# Wie viel zahlt ihr im Monat für euren Handyvertrag?



## Docy (5. Oktober 2011)

*Wie viel zahlt ihr im Monat für euren Handyvertrag?*

Mich interessieren sowohl Vertragshandys, die eine Mindeslaufzeit von 24 Monaten haben, (z.B. xx,xx Euro pro Monat)

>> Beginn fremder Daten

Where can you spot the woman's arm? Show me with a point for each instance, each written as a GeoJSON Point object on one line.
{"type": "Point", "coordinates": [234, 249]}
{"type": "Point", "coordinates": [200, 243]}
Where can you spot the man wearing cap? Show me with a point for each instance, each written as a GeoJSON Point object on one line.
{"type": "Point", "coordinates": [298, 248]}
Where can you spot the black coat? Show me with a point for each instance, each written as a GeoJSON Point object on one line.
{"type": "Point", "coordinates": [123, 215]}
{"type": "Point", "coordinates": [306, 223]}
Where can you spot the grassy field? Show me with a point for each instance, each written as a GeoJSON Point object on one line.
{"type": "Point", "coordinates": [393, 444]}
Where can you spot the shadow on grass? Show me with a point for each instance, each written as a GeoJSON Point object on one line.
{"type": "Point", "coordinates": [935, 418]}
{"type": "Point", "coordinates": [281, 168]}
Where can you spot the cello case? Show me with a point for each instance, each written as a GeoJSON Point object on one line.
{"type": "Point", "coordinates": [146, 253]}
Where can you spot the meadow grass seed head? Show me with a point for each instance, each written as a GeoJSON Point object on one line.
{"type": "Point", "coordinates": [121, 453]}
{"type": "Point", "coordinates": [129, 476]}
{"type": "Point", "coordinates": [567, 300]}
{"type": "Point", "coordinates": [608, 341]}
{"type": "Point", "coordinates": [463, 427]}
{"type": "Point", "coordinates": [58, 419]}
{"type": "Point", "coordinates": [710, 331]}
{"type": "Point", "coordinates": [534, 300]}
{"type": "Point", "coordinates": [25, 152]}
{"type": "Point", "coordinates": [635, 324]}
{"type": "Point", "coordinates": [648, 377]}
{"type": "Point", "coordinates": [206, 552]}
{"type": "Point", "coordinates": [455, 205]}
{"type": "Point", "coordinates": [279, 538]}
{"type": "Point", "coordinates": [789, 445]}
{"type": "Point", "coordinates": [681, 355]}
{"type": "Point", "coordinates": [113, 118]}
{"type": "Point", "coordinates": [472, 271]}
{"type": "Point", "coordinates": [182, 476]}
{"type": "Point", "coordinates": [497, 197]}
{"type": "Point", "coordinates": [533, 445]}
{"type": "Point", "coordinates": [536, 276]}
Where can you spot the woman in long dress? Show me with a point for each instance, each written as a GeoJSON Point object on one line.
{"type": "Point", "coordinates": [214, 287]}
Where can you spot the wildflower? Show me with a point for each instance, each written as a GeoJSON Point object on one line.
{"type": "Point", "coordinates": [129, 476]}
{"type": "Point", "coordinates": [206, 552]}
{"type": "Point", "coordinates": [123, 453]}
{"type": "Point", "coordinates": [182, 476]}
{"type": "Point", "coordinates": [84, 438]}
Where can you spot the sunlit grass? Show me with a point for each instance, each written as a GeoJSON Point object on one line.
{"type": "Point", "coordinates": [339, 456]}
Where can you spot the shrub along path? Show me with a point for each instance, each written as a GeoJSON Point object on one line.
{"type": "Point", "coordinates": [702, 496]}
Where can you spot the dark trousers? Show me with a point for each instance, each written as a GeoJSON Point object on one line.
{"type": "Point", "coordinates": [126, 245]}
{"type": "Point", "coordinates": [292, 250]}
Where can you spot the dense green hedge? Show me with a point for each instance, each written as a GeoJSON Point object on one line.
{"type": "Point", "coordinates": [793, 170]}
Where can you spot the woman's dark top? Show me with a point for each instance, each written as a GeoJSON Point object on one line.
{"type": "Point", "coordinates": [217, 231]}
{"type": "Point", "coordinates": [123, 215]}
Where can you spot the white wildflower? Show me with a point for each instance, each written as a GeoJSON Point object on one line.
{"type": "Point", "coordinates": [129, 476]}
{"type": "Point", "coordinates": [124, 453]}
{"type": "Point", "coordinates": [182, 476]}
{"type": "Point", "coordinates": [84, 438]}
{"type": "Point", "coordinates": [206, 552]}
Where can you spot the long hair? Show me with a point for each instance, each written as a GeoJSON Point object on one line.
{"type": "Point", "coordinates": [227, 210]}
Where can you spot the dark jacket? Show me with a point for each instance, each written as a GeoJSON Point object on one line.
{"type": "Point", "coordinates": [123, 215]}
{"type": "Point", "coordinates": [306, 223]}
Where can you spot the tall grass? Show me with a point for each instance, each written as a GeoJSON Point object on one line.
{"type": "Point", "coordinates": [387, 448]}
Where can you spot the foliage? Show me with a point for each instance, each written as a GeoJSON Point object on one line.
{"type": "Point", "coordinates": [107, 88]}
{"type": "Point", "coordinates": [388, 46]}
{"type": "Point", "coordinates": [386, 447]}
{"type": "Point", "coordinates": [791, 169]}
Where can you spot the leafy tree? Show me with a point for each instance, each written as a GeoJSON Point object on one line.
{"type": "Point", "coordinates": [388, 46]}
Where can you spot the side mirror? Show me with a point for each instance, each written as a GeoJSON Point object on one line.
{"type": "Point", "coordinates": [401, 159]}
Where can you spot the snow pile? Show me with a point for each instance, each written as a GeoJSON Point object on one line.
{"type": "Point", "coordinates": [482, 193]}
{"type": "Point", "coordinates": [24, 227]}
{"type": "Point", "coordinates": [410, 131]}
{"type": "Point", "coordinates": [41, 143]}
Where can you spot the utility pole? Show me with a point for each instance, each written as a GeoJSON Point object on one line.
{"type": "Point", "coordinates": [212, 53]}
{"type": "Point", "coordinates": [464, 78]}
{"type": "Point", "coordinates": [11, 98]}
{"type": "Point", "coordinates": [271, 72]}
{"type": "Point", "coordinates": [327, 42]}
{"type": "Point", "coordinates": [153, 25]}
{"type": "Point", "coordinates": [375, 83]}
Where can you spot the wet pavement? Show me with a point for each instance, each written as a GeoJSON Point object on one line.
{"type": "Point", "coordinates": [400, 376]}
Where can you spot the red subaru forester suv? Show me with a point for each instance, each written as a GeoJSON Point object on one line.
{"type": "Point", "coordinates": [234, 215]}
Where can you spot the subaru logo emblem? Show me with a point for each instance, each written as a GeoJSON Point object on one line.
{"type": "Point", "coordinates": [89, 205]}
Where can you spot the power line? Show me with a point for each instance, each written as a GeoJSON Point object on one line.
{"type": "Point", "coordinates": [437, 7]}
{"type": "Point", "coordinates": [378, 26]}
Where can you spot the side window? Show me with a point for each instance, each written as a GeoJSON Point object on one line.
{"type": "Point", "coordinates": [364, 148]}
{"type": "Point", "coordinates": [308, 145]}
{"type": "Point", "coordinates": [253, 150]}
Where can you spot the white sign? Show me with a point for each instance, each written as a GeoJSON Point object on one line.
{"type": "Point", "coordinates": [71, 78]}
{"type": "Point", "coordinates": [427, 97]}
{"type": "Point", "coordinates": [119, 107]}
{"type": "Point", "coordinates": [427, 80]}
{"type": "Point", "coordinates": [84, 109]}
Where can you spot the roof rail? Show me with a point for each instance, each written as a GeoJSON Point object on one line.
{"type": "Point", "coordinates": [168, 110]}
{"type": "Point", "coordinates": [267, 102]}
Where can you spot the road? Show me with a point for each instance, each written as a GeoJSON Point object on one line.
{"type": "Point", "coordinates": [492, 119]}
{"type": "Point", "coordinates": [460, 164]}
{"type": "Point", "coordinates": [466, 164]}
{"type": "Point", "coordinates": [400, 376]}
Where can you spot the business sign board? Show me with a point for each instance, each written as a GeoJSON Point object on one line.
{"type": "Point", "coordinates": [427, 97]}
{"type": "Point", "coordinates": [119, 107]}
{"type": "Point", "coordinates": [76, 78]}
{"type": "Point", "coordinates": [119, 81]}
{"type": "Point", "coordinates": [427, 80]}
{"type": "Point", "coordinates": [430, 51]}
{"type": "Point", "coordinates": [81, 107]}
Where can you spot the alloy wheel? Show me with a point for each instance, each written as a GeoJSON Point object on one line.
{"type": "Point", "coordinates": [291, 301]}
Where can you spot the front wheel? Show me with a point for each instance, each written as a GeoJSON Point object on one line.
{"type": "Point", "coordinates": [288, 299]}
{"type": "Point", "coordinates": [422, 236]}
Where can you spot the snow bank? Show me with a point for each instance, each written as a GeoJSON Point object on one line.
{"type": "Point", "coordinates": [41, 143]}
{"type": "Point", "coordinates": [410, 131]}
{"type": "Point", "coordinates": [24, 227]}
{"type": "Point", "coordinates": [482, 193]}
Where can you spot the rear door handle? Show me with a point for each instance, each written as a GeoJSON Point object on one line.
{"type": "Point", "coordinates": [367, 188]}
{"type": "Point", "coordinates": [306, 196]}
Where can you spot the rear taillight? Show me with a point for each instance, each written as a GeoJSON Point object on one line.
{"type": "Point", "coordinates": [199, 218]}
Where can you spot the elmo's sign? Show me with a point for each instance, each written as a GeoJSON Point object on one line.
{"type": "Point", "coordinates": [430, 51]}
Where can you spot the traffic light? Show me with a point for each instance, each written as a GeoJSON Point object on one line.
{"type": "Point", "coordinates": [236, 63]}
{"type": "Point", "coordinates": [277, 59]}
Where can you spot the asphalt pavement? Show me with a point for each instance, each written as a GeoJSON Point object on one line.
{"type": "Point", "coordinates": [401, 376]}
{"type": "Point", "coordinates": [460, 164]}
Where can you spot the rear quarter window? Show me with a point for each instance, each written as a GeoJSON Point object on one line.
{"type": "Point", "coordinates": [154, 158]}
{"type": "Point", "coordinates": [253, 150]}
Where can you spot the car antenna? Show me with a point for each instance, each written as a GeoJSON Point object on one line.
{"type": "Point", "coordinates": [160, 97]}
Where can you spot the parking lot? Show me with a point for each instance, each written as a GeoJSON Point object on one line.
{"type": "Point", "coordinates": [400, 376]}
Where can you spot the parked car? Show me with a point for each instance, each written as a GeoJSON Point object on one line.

als auch einmalig gekaufte Handys mit einem monatlich kündbaren Vertrag. (z.B. xx,xx Euro pro Monat + einmaliger Anschaffungspreis in Höhe von xxx,xx Euro.)


----------



## TerrorTomato (6. Oktober 2011)

*AW: Wie viel zahlt ihr im Monat für euren Handyvertrag?*

bei mir sind es 30,00€

Hab BASE-Vertrag:
BASE-Grundgebühr: 5€
Kostenlos zu E-Plus: 10€
200 freiminuten/SMS in andere Netze/Festnetz: 15€

Damit fahre ich schon seit ca. 7 Monaten und kann mich nicht beschweren


----------



## Happy Chicken (6. Oktober 2011)

*AW: Wie viel zahlt ihr im Monat für euren Handyvertrag?*

Call & surf Mobile S Friend (T-mobile)
120 Freiminuten
Internet Flat
Am Wochenende kostenlos zu D1 und ins Festnetz telefonieren        25€ 
SMS Flat in alle deutschen Netze                                                10€
(Handy inklusive)                                                                       0€
Alles Zusammen                                                                       *35€*

Da mein Telefonierverhalten sehr schwank, schwankt auch meine Rechnung immer zwischen
35€ und 60€. Jedoch bin im großen und Ganze zufrieden und werden ihn aller Vorraussicht nach wieder so verlängern


----------



## Sperrfeuer (6. Oktober 2011)

75€
Sms-Allnet-Flat
Inet-Flat bis 300mb
Flat ins Vodafone netz

=> nie wieder Vodafone.


----------



## energy85 (6. Oktober 2011)

*AW: Wie viel zahlt ihr im Monat für euren Handyvertrag?*

20€ bei o²
100 Freiminuten in jedes Netz
100 Frei SMS in jedes Netz
Internet-Flat


----------



## hempsmoker (6. Oktober 2011)

Sperrfeuer schrieb:
			
		

> 75€
> Sms-Allnet-Flat
> Inet-Flat bis 300mb
> Flat ins Vodafone netz
> ...



Das ist mal ein bitterer Preis.

Ich bin bei O2 und hab den O2Blue Tarif.

- 120 Freiminuten
- SMS-Flat
- Internet-Flat bis 1GB Fullspeed danach gedrosselt 

Alles für 25 Euro.


----------



## donchill09 (6. Oktober 2011)

*AW: Wie viel zahlt ihr im Monat für euren Handyvertrag?*

ganze 9.90 mit smartbob (österreich)
1000min, 1000sms, 1000mb, keine bindung


----------



## skyw8lk3r (6. Oktober 2011)

Sperrfeuer schrieb:
			
		

> 75€
> Sms-Allnet-Flat
> Inet-Flat bis 300mb
> Flat ins Vodafone netz
> ...



Und ich find telekom schon extrem teuer

Ich müsste nen complete m oder sowas haben. Mit junge leute rabatt.
Zahle dort 40€ im monat,
Hab 120 minuten, netzinterne flat(telefon/sms),wochenendflat ins festnetz, 40 sms frei und ab 300 mb drosslung. Und ganz wichtig hotspot flat 

Und fürs iphone hab ich auch noch in die tasche greifen müssen, 150 oder 200€ aber ich find das ding trotzdem super!


----------



## Soldat0815 (6. Oktober 2011)

@sperrfeuer
Die Telekom und Vodafone nehmen Sicht nicht viel. Was bei dir so teuer ist ist die sms flat wenn du sowas willst muste echt zu einem prepaid Anbieter da bekommst die für 10euro;.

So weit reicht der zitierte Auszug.